China’s main central securities depository (CSD) has gone live with delivery verses payment (DvP) settlement for its cross-border fixed income trading platform.
The Hong Kong Monetary Authority (HKMA) announced that DvP settlement has become available for bonds transacted on Bond Connect and settled by the China Central Depository and Clearing (CDCC).
The adoption of the new settlement system could significantly boost foreign investment into the Chinese domestic bond market. Under the previous model, foreign investors wanting to trade Chinese rates products were required to pre-fund their onshore broker before the bond is delivered.
With the adoption of DvP settlement, foreign investors will no longer be required to pay their correspondent bank directly to the counterparty’s Mainland settlement bank.
“This is a significant step forward for the Bond Connect scheme since its launch on 1 July last year, and we anticipate that it will spark further interest from international investors wanting to capture a slice of the Chinese bond market which is now the second largest in the world having recently overtaken Japan,” said Gary O’Brien, regional head of custody product, APAC, BNP Paribas Securities Services.

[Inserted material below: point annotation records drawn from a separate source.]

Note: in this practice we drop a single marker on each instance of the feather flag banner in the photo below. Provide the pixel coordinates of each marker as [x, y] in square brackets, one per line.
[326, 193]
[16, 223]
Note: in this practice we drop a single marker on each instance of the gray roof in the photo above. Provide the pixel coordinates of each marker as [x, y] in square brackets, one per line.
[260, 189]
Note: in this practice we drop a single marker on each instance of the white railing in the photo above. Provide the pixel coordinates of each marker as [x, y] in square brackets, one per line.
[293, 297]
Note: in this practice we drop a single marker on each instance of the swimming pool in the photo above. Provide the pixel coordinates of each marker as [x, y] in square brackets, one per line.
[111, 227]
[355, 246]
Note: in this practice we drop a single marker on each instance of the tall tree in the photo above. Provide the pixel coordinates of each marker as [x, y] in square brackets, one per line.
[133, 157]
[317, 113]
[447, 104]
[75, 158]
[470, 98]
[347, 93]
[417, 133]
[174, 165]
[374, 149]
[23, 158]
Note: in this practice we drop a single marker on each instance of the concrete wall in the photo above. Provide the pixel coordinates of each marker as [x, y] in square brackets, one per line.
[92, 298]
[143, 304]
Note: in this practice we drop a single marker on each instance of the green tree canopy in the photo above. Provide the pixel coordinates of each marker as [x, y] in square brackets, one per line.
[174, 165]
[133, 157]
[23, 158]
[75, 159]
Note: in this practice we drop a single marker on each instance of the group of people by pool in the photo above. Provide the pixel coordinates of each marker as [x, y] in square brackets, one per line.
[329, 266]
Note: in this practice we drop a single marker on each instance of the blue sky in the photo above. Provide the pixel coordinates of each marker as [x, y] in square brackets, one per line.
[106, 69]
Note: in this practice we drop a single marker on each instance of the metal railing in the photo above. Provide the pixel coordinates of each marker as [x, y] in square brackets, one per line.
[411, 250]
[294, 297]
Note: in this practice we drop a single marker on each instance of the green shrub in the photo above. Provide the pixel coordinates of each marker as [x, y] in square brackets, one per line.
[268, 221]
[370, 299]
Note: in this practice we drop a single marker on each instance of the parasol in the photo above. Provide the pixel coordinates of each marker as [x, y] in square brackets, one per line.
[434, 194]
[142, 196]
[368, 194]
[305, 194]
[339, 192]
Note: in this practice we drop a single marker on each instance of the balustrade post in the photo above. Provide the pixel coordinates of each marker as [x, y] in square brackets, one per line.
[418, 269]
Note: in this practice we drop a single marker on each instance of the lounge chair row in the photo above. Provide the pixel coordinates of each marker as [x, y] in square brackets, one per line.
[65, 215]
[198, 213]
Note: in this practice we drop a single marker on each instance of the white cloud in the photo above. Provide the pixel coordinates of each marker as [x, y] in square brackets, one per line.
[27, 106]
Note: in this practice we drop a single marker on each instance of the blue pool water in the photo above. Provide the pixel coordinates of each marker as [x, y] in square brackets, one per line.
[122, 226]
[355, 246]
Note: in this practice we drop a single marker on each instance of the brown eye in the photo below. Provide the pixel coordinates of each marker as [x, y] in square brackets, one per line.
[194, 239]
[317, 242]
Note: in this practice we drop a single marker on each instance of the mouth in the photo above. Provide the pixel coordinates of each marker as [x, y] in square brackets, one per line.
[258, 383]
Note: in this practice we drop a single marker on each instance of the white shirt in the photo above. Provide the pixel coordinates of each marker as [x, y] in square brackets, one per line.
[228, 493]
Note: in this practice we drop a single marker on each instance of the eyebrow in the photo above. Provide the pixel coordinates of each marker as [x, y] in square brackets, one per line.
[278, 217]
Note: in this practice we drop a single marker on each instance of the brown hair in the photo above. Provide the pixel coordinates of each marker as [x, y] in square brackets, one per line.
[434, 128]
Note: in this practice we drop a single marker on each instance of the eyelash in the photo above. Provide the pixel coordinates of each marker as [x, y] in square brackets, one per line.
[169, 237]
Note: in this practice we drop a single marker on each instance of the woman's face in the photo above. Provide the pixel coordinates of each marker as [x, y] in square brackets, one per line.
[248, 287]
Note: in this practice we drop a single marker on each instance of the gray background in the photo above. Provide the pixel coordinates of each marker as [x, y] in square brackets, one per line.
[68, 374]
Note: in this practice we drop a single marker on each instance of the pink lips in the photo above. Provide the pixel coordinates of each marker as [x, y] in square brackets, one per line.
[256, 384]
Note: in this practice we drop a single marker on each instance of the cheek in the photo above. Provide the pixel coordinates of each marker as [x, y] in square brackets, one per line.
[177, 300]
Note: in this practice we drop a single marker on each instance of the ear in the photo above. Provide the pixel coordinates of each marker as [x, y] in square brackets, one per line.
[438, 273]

“This enhancement to reduce counterparty risk, as well as the expected launch of the London – Shanghai Stock Connect by the end of the year continues to demonstrate the improved investment opportunities for both onshore and offshore investors.”
Industry experts have also expressed mixed opinions about the actual workability of a London-Shanghai Stock Connect. Glaring red flags which may impede the idea’s success include Chinese limitations on short-selling; divergent settlement time-frames; the use of renminbi in settlements, not to mention capital controls and frequent share trading suspensions on the mainland.
However, China has a number of other Connect-esque initiatives in the development stages. ETF (exchange traded fund) Connect has been touted for launch in late 2018, although ongoing issues remain, namely an absence of a consolidated settlement time-frame for ETFs on the Shanghai and Shenzhen exchanges, and ongoing regulatory debate within China as to whether an ETF is a fund or a security.